When we looked at our supplier base we found that there were 23 different CAD systems, all based on different logic systems, all using different mathematical foundations and some were 2-dimensional, 21/2-d or 3-dimensional; some suppliers used 2-d descriptions in CAD to drive 3-dimensional CAM systems in order to create complex 3-d toolpaths required to machine the tools; others made 3-d solid models out of CIBATool, a sort of plastic wood substitute, to use on their copy millers. We had our own milling machine connected to the CADCAM system and we could machine pack models that became quality control models for some suppliers and the copy-model for others.
One bottle design was our first regional standardised shape.. but unfortunately bottles from the pilot mould made by the various suppliers varied considerably, enough to affect the packing line performance which was unacceptable.

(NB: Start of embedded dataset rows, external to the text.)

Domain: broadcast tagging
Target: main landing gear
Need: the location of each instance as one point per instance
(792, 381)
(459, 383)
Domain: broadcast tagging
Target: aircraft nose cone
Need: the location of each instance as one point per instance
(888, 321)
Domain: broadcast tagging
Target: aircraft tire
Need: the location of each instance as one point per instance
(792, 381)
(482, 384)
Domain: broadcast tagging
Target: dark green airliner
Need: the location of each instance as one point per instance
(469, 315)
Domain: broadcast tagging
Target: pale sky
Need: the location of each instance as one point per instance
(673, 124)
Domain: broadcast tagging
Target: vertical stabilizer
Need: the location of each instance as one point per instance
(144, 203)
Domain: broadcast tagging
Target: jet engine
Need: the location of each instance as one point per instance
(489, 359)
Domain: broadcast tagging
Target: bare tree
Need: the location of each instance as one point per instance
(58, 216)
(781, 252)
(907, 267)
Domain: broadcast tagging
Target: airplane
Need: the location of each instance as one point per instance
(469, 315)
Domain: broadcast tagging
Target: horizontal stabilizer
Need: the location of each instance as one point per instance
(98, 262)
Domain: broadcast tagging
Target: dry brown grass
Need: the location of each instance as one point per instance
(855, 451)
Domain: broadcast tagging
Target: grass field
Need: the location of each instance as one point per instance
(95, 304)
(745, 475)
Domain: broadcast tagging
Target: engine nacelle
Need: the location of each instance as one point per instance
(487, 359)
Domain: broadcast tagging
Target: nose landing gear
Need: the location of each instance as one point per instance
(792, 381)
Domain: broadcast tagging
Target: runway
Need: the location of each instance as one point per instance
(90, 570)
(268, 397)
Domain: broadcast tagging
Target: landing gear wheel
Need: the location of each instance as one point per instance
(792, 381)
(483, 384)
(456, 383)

It turned out that the conventional process for defining new packaging was breaking down. Consider the topline process
The basic process of designing that pack is very straightforward but when we consider the supplier base and the information flows between the parties involved we see a very different picture
These flows are not really observed by the players involved in the project as they are looking at their little piece; if we are using an innovation funnel process this interchange of information leads to an opaque view of the process
The real problem with this model of the process of creating packaging is that it does not give sufficient weight to the affective elements of the total package; the non-rational and emotional elements need to be made explicit (opportunities) and their interaction with the technologies and supply chains available or imagined (constraints). So maybe a cross-section through our funnel should be the Design Space and the funnel should become more like this
The start of the packaging project will now be an exploratory phase: "Exploring the What" which is a divergent activity, bringing any relevant useful information and knowledge into the Design Space. This is followed by a convergent "Deciding the What" phase where the team sifts through the "stuff", clustering and looking for emergent routes that might be fruitful in achieving the projects aims.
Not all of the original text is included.